Luz celestial, el don más prodigioso, y peligroso, de los dioses, el divino fuego, que protege a los hombres del frío y de la oscuridad, te defenderé con mi vida, de aquellos que hoy vendrán a intentar apagarte.
Como tú haces con la Humanidad, yo nací para protegerte, para ser tu cuidadora. Igual que otras, en otros templos, lo hicieron para servir a otras deidades o ser su portavoz. Mi vida ha estado dedicada a servirte, llama sagrada, y acabará haciéndolo. Que una pequeña luz se apague, para que la Gran Hoguera nunca se extinga, y el corazón de todos los seres no caigan en la Tiniebla.
Las murallas han caído, y los defensores de la ciudad han sido derrotados, y muertos. Las calles se llenan de sangre, y voces bárbaras se oyen en las afueras del templo. El ruido del acero se escucha, hacer su función letal. Las estatuas de la entrada hacen estrépito al caer.

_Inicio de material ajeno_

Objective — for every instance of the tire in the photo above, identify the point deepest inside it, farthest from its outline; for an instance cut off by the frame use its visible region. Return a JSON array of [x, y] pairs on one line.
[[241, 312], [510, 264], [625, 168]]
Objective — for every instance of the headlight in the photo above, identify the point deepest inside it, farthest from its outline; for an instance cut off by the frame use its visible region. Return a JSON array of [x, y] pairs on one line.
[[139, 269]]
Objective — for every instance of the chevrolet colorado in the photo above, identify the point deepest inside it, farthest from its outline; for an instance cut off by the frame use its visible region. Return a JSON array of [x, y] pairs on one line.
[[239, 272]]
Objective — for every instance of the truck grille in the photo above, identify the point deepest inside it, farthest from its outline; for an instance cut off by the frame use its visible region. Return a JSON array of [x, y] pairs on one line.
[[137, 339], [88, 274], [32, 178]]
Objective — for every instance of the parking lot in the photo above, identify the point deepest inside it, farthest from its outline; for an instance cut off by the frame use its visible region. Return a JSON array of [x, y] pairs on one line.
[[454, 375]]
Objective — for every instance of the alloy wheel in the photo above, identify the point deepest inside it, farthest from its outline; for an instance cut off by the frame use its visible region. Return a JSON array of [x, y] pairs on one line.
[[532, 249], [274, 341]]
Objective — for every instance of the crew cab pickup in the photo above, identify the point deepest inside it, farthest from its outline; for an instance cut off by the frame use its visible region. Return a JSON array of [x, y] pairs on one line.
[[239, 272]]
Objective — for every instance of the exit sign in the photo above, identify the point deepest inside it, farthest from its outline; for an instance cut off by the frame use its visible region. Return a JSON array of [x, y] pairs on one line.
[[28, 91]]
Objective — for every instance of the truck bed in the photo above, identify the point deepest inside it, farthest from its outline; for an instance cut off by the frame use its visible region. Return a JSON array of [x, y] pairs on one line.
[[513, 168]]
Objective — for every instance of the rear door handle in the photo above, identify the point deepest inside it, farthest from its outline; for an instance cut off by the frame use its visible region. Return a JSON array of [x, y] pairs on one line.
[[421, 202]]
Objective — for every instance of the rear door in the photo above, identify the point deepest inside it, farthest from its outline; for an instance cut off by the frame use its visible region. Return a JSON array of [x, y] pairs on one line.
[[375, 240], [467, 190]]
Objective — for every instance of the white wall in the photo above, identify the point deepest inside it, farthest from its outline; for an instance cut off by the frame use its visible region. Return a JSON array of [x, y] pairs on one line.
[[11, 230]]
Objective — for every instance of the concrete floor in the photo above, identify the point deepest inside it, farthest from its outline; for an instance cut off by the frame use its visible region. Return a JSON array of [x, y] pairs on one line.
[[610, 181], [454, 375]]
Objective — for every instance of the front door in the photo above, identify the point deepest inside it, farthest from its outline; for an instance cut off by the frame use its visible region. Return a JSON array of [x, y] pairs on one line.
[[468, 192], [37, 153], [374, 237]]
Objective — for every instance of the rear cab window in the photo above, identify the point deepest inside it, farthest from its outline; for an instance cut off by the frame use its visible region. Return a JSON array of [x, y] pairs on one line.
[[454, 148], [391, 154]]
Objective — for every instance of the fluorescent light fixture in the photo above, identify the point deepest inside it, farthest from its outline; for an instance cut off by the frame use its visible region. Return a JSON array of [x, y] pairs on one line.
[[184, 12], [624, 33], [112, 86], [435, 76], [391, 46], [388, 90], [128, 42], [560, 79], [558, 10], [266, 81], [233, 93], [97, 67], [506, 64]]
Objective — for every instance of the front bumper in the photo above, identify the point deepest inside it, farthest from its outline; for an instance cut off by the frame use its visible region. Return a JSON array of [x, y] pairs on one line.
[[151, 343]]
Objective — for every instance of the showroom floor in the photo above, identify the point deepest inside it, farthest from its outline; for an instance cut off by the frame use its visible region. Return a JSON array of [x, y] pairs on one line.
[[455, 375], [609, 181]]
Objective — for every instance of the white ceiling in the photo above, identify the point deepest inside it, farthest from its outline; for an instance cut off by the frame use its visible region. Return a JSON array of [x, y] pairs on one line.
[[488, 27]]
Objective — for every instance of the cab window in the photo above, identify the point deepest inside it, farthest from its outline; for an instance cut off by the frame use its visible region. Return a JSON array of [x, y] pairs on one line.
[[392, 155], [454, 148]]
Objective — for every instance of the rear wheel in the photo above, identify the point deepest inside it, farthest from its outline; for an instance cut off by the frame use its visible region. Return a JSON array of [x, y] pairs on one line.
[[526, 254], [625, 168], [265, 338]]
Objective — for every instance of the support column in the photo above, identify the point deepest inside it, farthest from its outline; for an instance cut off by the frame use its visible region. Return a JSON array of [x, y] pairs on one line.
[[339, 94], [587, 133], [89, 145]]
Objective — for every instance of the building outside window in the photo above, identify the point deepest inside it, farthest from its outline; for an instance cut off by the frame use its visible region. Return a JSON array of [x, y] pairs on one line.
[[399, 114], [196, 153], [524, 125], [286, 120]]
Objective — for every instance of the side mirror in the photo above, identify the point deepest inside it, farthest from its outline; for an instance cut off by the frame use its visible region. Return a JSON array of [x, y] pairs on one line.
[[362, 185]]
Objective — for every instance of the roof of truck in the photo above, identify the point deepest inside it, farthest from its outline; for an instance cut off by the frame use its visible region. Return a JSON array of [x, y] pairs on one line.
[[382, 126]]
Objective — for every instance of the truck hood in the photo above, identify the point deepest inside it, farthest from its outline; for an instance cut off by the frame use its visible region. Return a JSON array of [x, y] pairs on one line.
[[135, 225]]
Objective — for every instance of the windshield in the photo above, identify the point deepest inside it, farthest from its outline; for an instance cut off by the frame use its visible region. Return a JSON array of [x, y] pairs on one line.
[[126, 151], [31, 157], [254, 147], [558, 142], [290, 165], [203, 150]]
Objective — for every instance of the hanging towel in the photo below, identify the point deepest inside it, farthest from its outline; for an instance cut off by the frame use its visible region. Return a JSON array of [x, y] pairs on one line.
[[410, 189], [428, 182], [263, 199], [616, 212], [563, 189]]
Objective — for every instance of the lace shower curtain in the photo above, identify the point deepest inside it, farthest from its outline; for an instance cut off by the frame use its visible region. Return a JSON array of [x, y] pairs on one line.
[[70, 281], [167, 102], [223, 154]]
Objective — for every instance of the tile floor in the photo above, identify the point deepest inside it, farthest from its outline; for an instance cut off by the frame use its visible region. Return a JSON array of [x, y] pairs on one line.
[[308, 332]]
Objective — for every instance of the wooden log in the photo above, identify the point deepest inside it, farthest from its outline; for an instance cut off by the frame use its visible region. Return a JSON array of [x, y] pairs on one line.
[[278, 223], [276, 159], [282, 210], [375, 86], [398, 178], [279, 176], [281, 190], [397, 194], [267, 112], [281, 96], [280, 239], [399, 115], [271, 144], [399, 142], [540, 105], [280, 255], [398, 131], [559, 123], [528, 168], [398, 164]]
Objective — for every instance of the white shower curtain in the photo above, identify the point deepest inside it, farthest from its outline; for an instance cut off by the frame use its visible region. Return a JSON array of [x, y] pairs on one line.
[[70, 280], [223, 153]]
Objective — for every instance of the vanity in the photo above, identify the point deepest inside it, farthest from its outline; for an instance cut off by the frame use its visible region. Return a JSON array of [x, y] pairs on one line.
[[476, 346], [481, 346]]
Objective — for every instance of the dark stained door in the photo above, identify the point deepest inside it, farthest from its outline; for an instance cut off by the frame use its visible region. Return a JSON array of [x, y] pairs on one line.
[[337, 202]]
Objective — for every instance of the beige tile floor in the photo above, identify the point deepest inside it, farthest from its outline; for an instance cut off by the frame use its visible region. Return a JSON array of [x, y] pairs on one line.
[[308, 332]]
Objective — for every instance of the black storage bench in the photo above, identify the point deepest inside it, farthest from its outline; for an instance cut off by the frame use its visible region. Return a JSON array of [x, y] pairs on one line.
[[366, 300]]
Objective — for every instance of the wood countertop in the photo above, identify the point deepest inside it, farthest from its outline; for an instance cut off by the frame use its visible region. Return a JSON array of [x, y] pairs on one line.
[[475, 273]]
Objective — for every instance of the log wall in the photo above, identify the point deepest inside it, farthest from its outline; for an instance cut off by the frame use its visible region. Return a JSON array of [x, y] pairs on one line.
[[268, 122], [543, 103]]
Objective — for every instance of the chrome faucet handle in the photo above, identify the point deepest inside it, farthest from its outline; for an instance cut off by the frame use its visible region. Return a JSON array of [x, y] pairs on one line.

Los salvajes, venidos del Norte, no te conocen, ni te valoran. Por eso matan a los sacerdotes que tratan de proteger tu casa sin ningún tipo de miramiento. Destrozan cuanto ven, en busca de riquezas. Se acercan. Les espero protegiéndote con mi cuerpo, arrodillada, y los ojos cerrados. No los veo, pero les huelo, y los escucho, con su habla bárbara, mofarse, burlarse de mí. Siento como uno de ellos se acerca.
Me agarra del cabello. Con gran dolor, trato de defenderme, pero su fuerza bruta es muy superior a la mía. Ayudándose de sus compañeros me desnudan, me lanzan sobre el suelo y me violan de forma brutal, acompañando sus penetraciones con dolorosos golpes e insultos.
Cuando se sienten saciados, uno de ellos rebana mi cuello con una daga. Siento como todo acaba. Me apago. Tú, sin embargo, brillarás para siempre.